Michinomiya Hirohito was emperor of Japan for 63 years, from 1926 until his death in 1989.

Before becoming emperor, he had an interest in marine biology and travelled to Europe to study. He was the first crown prince of Japan to travel abroad, and became emperor after the death of his father.

His reign was called Showa, or Enlightened Peace. He possessed supreme authority, but often was only called upon to ratify policies that were put forth by his ministers and advisers.

He publicly opposed Japanese involvement with Germany and Italy during the Second World War.

Hirohito celebrated his 60th year on the throne in 1986. He was considered sacred in Japan and was referred to as Tenno Heika, which means "son of heaven." A special 20-gram gold coin was produced by the Japanese government in honour of the 60th anniversary of his reign.

A short ceremony was held in the national sumo wrestling arena. The emperor spoke in front of about 6,000 Japanese and foreign dignitaries who attended the event.

Hirohito addressed the crowd and said, ''I firmly believe we can open the way to a prosperous future if we only put to use, with ingenuity, the lessons learned from past experiences.''

When he died of cancer in 1989, Hirohito was succeeded by Emperor Akihito. 

Sultan Ibrahim II of Johor

Ibrahim II was the 22nd Sultan of Johor, and the second Sultan of Modern Johor, which is now a part of Malaysia. He was the longest reigning sultan in Malayan history, holding the throne for 64 years from 1895 to 1959.
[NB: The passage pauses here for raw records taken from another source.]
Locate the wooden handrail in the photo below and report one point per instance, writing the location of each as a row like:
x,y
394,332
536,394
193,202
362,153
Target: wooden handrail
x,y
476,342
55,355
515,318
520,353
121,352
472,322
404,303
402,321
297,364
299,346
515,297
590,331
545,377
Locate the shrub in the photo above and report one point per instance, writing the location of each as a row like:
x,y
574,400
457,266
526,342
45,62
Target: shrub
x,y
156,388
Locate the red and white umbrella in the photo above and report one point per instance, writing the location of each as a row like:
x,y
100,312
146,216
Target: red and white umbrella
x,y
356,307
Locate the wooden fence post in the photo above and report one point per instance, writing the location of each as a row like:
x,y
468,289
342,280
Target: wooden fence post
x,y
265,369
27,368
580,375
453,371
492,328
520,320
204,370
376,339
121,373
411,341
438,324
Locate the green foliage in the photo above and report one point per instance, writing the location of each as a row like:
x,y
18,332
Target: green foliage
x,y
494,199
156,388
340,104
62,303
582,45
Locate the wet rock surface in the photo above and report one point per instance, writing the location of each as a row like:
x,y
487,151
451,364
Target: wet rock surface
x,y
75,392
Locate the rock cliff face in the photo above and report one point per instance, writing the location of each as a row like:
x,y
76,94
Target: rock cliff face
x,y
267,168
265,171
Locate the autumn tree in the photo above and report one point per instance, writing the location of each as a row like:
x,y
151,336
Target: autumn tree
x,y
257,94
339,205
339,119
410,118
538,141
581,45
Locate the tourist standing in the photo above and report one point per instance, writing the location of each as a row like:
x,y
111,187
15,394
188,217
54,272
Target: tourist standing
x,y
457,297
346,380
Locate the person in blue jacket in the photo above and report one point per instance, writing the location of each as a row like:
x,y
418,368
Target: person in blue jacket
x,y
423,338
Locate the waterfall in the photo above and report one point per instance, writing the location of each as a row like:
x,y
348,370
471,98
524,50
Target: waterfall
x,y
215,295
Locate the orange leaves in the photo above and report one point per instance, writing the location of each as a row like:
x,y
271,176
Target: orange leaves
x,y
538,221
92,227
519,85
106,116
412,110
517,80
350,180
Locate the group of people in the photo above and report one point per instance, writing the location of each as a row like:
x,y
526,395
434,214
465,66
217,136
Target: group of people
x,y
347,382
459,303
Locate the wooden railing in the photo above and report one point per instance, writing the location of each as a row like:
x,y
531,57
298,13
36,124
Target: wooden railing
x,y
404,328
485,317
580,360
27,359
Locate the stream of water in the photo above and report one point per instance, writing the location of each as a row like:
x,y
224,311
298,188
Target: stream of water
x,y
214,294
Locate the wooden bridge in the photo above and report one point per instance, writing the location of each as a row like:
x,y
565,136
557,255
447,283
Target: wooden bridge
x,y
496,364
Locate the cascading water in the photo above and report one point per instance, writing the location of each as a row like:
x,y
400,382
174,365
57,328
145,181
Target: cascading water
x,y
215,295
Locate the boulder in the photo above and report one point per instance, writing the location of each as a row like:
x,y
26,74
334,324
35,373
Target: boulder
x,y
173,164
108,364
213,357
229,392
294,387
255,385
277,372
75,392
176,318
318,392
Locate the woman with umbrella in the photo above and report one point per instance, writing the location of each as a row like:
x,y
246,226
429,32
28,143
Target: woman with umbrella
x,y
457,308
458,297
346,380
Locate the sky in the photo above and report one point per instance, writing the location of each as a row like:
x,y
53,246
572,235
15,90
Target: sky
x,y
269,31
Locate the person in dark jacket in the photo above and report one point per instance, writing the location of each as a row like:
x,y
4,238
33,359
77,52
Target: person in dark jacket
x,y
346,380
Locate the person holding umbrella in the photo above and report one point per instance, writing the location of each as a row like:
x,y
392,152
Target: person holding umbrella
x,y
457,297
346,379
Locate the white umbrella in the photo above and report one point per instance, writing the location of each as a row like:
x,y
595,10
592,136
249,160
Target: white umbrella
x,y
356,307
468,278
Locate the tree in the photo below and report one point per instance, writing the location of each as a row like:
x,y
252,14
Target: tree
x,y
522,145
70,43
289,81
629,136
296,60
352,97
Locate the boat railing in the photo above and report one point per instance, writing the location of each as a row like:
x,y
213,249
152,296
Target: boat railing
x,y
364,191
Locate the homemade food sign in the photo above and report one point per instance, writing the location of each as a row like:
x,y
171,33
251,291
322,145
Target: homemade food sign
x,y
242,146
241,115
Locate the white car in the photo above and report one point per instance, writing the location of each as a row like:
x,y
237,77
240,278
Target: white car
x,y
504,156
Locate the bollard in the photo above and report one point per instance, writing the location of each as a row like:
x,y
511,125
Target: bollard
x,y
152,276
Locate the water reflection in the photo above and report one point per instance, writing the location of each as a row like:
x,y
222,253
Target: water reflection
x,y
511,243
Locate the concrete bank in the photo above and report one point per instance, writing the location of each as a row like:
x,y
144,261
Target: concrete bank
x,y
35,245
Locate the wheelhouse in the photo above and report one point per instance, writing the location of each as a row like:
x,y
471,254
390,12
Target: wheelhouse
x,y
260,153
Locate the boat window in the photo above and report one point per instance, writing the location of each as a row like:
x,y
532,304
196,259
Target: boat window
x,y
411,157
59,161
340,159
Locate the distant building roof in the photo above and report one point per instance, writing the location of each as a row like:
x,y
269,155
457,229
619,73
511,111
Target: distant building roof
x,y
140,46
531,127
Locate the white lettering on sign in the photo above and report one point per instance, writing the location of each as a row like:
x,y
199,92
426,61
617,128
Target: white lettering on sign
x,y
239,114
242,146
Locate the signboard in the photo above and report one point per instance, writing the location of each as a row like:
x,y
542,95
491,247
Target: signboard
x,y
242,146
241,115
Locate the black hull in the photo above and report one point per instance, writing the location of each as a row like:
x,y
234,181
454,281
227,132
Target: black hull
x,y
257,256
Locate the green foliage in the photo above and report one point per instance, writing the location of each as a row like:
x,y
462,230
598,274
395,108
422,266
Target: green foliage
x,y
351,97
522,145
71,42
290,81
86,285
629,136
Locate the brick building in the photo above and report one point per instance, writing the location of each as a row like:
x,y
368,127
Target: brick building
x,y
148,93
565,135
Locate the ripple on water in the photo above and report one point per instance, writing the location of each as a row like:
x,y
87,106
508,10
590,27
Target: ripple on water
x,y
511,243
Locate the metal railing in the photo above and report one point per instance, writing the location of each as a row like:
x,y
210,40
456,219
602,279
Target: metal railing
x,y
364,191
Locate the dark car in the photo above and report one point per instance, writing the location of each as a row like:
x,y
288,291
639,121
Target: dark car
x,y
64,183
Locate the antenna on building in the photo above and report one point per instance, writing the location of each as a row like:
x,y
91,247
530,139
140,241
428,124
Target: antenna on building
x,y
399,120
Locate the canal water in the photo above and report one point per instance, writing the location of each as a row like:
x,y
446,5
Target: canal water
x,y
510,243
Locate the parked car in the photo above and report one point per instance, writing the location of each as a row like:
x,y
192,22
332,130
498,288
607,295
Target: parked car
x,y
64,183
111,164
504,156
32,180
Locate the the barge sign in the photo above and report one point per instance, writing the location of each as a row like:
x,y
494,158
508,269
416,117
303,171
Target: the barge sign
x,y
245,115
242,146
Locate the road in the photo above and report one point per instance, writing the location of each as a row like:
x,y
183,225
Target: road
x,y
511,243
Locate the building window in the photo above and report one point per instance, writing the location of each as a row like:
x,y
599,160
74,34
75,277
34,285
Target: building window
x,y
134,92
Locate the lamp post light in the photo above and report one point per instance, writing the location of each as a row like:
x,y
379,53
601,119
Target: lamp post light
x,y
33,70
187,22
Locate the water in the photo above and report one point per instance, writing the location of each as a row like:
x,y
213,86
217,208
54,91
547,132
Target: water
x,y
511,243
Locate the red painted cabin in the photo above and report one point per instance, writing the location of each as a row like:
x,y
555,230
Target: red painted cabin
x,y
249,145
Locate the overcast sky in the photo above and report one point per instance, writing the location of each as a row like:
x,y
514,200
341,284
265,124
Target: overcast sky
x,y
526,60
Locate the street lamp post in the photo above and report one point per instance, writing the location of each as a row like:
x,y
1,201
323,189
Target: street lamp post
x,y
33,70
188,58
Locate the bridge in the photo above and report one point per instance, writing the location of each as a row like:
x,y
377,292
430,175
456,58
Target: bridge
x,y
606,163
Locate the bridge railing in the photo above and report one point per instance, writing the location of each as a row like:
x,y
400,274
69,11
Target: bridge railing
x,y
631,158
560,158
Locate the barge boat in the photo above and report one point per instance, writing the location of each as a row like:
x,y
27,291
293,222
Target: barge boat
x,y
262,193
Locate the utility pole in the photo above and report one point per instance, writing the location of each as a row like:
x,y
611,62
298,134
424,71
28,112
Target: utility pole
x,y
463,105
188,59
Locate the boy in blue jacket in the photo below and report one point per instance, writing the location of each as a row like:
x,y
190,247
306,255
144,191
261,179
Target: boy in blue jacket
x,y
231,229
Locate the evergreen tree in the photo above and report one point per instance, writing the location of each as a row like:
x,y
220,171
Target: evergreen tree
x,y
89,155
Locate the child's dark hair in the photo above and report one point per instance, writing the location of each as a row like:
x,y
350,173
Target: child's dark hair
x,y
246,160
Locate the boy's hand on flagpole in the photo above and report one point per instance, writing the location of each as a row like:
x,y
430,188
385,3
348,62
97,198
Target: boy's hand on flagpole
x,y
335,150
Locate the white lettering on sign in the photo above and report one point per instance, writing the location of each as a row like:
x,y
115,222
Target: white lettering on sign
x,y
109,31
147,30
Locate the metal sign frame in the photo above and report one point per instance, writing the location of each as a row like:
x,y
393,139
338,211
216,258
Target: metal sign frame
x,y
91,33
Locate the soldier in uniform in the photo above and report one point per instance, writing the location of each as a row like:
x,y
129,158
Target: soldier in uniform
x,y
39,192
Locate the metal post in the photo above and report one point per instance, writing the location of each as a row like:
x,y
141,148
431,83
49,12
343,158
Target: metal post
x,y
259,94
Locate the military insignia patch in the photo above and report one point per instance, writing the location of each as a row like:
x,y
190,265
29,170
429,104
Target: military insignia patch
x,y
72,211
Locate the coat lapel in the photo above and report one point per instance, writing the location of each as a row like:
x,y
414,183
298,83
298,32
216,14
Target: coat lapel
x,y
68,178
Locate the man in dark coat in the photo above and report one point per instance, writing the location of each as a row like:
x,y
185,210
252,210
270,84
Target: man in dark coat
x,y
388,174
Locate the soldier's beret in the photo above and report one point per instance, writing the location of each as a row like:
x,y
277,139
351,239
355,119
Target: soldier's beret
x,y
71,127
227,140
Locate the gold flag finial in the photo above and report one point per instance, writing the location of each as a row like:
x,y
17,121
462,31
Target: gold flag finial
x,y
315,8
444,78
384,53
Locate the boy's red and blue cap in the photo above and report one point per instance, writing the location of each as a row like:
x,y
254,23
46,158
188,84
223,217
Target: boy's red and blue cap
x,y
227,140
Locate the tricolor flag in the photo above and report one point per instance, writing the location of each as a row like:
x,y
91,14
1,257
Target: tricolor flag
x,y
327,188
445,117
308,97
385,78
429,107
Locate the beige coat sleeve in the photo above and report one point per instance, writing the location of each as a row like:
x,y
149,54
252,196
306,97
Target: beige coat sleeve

After the death of his father, Sultan Abu Bakar, he became sultan at the age of 21.

Ibrahim II immediately faced financial difficulty in dealing with the late payment of salaries to state employees. Later, he became heavily involved in overseeing the transactions of the state treasury.

The Sultan largely opposed the idea of Johor being seen as a state within the Federation of Malaya, what is now Malaysia.

At one event set to mark his 60 years in power, he publicly called for Johor's secession from the federation.

The sultan spent the last two years of his life in London, England, with his sixth wife, Marcell Mendl, and their daughter, Tunku Meriam. He died in May 1959 from natural causes.

After his death, Ibrahim's son, Tunku Ismail was appointed the Sultan of Johor.